I really couldn’t care less what walk-up music Anthony Rizzo chooses to employ as he approaches the plate. But whether it’s Marky Mark or Taylor Swift, the results have been the same and what used to be good vibrations are quickly turning into bad blood between the All-Star first baseman and his production. I’d even go so far as to say he’s put out a funky bunch of stats over the last month or so.
Since June 22nd, a span of 30 games, Anthony Rizzo has a grand total of 5 extra-base hits. Four of those were doubles and you know there’s not a triple to be seen, which means that we’ve only seen one dinger in that period. And before you go blaming this on the Home Run Derby, keep in mind that 19 of the games in this sample came prior to the All-Star break. But, Evan, Rizzo is more than just a home run hitter. You can’t just look at the power.

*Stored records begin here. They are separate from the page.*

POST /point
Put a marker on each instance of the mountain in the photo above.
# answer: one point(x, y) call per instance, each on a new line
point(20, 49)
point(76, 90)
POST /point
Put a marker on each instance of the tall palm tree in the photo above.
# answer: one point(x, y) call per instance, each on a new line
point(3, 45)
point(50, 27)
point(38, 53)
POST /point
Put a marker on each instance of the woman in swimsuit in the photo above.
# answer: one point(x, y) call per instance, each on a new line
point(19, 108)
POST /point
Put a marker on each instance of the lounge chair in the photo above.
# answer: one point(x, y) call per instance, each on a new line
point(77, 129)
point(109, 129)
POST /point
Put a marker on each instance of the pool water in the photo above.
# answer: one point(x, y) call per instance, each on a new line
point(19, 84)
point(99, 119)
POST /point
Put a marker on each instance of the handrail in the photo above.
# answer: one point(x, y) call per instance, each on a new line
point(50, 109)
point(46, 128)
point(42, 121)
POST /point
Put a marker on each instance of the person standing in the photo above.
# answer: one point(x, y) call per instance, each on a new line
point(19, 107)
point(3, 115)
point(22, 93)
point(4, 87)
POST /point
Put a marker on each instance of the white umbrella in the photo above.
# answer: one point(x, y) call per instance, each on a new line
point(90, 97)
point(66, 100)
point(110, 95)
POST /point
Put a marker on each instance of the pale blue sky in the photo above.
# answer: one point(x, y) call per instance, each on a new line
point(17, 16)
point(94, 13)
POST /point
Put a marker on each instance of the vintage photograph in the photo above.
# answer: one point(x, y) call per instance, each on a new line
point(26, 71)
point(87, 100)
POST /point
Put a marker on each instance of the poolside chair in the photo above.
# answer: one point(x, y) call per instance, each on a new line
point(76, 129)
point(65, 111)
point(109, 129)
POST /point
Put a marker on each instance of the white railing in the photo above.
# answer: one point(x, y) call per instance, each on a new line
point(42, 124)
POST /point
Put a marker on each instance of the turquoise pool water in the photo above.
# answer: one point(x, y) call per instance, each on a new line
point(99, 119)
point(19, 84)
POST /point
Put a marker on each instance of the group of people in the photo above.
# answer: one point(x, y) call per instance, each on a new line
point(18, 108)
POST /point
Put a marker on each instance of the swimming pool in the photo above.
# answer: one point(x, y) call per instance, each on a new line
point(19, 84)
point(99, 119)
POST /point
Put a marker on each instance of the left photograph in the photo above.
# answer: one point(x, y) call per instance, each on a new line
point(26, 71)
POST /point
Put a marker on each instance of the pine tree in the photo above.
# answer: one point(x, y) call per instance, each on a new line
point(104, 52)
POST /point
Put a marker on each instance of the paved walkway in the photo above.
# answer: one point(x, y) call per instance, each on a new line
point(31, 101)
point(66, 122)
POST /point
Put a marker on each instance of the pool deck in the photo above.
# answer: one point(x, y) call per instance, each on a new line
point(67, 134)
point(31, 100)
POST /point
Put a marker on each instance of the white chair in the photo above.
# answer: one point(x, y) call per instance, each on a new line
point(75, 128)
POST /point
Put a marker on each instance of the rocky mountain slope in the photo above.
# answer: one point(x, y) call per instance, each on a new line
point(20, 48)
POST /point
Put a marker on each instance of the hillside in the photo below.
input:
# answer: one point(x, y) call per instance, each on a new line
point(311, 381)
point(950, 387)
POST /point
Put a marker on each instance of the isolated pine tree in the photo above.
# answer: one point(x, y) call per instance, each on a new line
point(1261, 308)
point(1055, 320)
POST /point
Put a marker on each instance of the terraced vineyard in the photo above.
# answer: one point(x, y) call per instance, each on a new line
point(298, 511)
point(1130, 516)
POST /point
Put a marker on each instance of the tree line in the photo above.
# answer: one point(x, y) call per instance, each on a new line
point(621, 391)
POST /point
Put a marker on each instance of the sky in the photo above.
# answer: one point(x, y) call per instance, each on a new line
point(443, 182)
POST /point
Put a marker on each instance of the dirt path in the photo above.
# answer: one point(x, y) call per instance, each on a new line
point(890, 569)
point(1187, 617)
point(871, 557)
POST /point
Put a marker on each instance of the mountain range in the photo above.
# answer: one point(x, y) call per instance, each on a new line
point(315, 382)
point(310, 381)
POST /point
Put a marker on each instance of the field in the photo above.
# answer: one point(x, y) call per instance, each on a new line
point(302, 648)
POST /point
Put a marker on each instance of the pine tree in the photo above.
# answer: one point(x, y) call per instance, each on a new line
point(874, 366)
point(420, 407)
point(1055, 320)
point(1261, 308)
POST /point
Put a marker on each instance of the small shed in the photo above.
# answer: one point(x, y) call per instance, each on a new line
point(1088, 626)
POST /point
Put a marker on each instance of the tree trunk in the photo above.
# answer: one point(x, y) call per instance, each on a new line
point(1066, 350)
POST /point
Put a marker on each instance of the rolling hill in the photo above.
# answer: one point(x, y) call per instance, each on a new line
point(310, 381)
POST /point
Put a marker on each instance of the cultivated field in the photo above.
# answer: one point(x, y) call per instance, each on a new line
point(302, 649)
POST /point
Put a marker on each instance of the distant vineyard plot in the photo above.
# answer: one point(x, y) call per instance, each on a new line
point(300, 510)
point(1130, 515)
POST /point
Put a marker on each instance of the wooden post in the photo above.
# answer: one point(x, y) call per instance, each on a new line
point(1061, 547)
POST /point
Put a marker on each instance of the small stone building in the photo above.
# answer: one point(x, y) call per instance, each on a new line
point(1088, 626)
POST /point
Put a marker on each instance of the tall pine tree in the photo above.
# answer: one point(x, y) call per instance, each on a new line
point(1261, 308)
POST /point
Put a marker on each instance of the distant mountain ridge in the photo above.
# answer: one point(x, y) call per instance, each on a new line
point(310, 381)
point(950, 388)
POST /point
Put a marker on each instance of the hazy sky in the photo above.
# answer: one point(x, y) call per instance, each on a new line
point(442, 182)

This is very true, which is why I’m not going to focus on the dearth of home runs. In fact, it’s not the lack of longballs that has me worried at all. Rather, it’s the .217.338/.283 slash with the .621 OPS and wRC+ of 78 that have got me filling my incontinence undergarments. Just because it’s fun to make incongruous comparisons to illustrate a point, Jon Herrera is hitting .286/.302/.429 (.731 OPS) with a wRC+ of 93 in that same time. He’s also got as many homers and only one less double.
In looking at Rizzo’s contact numbers, nothing really jumped out at first. In the month of July, he’s been hitting fewer line drives and more fly balls, but only 4-5% in either direction there. His walks are down a little and strikeouts are up, but only marginally so. Something that does stand out, however, is his batting average on balls in play (BABIP), which dropped from .310 in the games preceding our sample to .244 during it.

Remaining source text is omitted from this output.